NHE3 and NHERF are targeted to the basolateral membrane in proximal tubules of colchicine-treated rats

Background. Depolymerization of microtubules in proximal tubule (PT) cells of colchicine-treated rats causes disruption of vesicle recycling and redistribution of some brush-border membrane (BBM) transporters into cytoplasmic vesicles. NHE3, an isoform of the Na+/H+ exchanger in the PT cell BBM, is acutely regulated by a variety of mechanisms, including protein trafficking and interaction with the PDZ protein, NHERF. The effects of microtubule disruption by colchicine on NHE3 trafficking in PT and the potential role of NHERF in this process have not been studied. Methods.

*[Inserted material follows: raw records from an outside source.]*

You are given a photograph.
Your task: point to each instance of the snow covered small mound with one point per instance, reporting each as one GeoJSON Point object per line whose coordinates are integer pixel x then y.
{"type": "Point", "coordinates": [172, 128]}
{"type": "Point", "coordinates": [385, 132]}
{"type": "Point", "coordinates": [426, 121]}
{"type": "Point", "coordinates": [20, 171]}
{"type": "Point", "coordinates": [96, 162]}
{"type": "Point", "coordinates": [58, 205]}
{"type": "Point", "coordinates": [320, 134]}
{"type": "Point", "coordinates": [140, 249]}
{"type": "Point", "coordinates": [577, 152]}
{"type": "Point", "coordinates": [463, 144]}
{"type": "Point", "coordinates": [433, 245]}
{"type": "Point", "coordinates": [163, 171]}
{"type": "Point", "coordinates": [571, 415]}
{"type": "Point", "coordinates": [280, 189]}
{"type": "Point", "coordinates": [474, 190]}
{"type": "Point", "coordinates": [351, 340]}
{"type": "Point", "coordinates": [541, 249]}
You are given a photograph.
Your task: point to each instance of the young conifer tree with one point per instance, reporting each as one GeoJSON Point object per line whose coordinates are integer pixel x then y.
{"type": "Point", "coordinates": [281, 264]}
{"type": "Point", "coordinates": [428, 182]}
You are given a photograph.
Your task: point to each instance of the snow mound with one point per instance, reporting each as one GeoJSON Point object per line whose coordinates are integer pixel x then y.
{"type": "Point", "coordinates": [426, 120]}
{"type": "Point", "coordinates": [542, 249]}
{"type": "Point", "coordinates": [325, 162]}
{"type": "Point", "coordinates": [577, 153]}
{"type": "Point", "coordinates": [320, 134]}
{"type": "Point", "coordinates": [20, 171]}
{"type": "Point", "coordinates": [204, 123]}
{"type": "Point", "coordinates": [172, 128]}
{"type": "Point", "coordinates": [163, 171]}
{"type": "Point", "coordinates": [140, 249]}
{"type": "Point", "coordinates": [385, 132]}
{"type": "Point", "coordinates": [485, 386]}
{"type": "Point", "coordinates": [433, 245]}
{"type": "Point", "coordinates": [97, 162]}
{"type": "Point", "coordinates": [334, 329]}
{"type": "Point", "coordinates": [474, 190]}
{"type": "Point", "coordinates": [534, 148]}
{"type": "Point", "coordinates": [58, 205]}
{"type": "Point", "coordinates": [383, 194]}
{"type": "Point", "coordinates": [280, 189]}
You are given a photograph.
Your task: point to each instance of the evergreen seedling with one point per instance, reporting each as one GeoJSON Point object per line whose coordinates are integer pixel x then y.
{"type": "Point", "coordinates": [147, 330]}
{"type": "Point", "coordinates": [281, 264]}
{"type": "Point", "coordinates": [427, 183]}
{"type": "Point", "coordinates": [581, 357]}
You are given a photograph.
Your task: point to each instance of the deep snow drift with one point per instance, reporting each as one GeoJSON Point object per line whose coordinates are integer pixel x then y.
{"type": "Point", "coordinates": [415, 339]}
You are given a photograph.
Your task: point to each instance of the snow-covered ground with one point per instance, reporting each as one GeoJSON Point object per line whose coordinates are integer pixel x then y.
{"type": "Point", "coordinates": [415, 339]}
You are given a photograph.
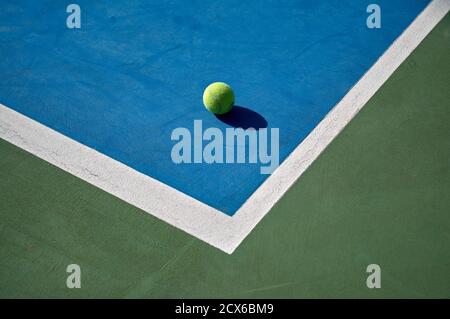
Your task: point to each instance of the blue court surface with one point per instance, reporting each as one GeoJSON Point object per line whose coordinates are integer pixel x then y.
{"type": "Point", "coordinates": [136, 70]}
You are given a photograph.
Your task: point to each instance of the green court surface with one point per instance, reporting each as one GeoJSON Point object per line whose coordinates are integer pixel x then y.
{"type": "Point", "coordinates": [379, 194]}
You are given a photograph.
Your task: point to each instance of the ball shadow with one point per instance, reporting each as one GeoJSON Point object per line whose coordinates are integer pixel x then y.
{"type": "Point", "coordinates": [243, 117]}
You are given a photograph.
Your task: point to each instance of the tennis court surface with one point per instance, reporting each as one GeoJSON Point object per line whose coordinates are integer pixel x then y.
{"type": "Point", "coordinates": [87, 176]}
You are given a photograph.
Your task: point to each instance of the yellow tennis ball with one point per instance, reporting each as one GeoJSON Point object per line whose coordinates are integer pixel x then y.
{"type": "Point", "coordinates": [218, 98]}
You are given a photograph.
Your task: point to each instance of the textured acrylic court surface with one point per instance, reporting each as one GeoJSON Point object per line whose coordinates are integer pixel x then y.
{"type": "Point", "coordinates": [378, 194]}
{"type": "Point", "coordinates": [136, 70]}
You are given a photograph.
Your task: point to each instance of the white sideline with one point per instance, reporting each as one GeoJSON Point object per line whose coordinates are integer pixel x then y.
{"type": "Point", "coordinates": [185, 212]}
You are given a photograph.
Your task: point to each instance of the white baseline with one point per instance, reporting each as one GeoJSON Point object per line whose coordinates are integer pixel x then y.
{"type": "Point", "coordinates": [185, 212]}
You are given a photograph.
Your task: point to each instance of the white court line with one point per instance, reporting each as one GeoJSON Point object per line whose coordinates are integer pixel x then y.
{"type": "Point", "coordinates": [185, 212]}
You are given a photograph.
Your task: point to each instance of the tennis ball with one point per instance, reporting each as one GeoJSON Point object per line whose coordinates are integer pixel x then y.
{"type": "Point", "coordinates": [218, 98]}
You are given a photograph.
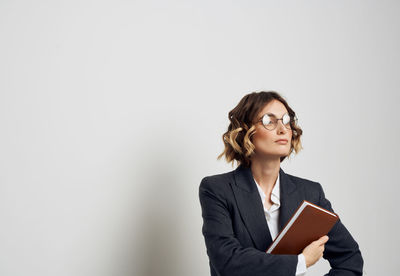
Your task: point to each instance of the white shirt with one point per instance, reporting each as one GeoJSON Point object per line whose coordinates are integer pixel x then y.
{"type": "Point", "coordinates": [272, 217]}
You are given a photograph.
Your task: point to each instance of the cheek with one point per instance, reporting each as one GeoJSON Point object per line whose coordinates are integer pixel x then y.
{"type": "Point", "coordinates": [262, 137]}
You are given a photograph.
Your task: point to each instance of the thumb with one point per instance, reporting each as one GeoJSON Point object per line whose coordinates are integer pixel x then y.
{"type": "Point", "coordinates": [323, 239]}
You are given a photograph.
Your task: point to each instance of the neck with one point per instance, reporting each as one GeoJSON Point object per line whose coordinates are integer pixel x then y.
{"type": "Point", "coordinates": [265, 172]}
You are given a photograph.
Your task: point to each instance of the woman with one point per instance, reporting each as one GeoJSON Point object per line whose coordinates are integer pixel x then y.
{"type": "Point", "coordinates": [244, 210]}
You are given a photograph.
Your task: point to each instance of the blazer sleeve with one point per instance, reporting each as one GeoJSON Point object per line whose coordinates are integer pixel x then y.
{"type": "Point", "coordinates": [341, 250]}
{"type": "Point", "coordinates": [227, 256]}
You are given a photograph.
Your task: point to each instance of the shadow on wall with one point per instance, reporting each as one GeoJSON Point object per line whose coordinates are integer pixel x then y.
{"type": "Point", "coordinates": [157, 242]}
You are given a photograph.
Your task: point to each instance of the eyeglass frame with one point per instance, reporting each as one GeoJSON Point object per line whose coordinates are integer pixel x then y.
{"type": "Point", "coordinates": [293, 121]}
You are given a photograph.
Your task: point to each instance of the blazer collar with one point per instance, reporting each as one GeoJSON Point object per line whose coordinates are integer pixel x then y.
{"type": "Point", "coordinates": [251, 208]}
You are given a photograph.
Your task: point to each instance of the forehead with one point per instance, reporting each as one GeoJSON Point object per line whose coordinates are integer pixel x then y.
{"type": "Point", "coordinates": [274, 107]}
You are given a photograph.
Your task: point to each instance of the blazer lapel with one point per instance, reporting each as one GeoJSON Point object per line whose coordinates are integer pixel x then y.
{"type": "Point", "coordinates": [251, 208]}
{"type": "Point", "coordinates": [290, 199]}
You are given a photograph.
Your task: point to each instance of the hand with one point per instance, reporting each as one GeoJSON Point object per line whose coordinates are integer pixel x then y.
{"type": "Point", "coordinates": [314, 251]}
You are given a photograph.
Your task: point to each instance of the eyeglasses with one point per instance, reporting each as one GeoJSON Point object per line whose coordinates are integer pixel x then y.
{"type": "Point", "coordinates": [270, 122]}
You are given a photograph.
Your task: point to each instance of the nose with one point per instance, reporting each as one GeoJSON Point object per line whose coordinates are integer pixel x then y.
{"type": "Point", "coordinates": [281, 127]}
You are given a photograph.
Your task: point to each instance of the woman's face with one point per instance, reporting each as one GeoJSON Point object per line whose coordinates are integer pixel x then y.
{"type": "Point", "coordinates": [265, 141]}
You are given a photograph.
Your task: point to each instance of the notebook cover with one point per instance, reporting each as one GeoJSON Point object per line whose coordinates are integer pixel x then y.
{"type": "Point", "coordinates": [309, 226]}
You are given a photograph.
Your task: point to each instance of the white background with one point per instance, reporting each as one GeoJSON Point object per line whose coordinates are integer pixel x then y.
{"type": "Point", "coordinates": [111, 112]}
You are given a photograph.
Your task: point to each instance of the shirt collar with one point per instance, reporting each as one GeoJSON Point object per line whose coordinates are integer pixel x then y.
{"type": "Point", "coordinates": [275, 194]}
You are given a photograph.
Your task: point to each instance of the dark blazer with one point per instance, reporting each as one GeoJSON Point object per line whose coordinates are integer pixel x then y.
{"type": "Point", "coordinates": [236, 232]}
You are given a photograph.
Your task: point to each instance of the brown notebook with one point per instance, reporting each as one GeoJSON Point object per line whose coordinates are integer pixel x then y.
{"type": "Point", "coordinates": [309, 223]}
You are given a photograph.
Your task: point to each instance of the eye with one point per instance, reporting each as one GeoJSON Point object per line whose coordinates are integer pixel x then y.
{"type": "Point", "coordinates": [267, 120]}
{"type": "Point", "coordinates": [286, 119]}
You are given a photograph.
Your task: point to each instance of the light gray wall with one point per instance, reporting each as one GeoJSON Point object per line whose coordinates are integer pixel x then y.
{"type": "Point", "coordinates": [111, 112]}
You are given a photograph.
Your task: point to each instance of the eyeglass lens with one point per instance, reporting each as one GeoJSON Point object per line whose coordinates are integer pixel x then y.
{"type": "Point", "coordinates": [270, 122]}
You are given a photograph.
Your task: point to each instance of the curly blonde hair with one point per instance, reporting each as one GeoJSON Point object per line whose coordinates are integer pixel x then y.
{"type": "Point", "coordinates": [238, 138]}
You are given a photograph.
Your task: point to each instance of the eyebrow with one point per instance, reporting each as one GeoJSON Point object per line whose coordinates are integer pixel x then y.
{"type": "Point", "coordinates": [272, 114]}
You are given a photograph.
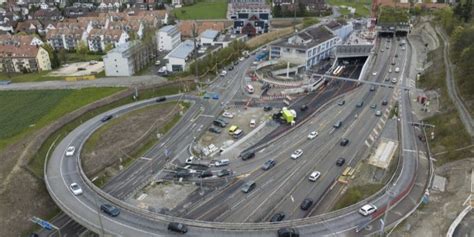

Immunofluorescence and immunogold cytochemistry were performed on cryosections of kidney tissue, and immunoblotting of BBM isolated from the renal cortex and outer stripe of control and colchicine-treated (3.2 mg/kg, IP, a single dose 12 hours before sacrifice) rats. Results. In cells of the convoluted PT (S1/S2 segments) of control rats, NHE3 was located mainly in the BBM; subapical endosomes were weakly stained. In cells of the straight PT (S3 segment), NHE3 was present in the BBM and in lysosomes. In colchicine-treated rats, there was a marked redistribution of NHE3 from the BBM into intracellular vesicles and the basolateral plasma membrane in the S1/S2 segments. In the S3 segment, the abundance of BBM NHE3 was not visibly changed, but NHE3-positive intracellular organelles largely disappeared, and the antigen was detectable in the basolateral plasma membrane. The PDZ protein NHERF followed a similar pattern: in control animals, it was strong in the BBM and negative in the basolateral membrane in cells along the PT. After colchicine treatment, expression of NHERF in the basolateral membrane strongly increased in all PT segments, where it colocalized with NHE3. Conclusions. The data indicate that: (a) microtubules are involved in the apical targeting of NHE3 and NHERF in renal PT cells, and (b) the parallel basolateral insertion of NHE3 and NHERF may represent an indirect targeting pathway that involves transient, microtubule-independent basolateral insertion of these proteins, followed by microtubule-dependent, vesicle-mediated transcytosis to the BBM.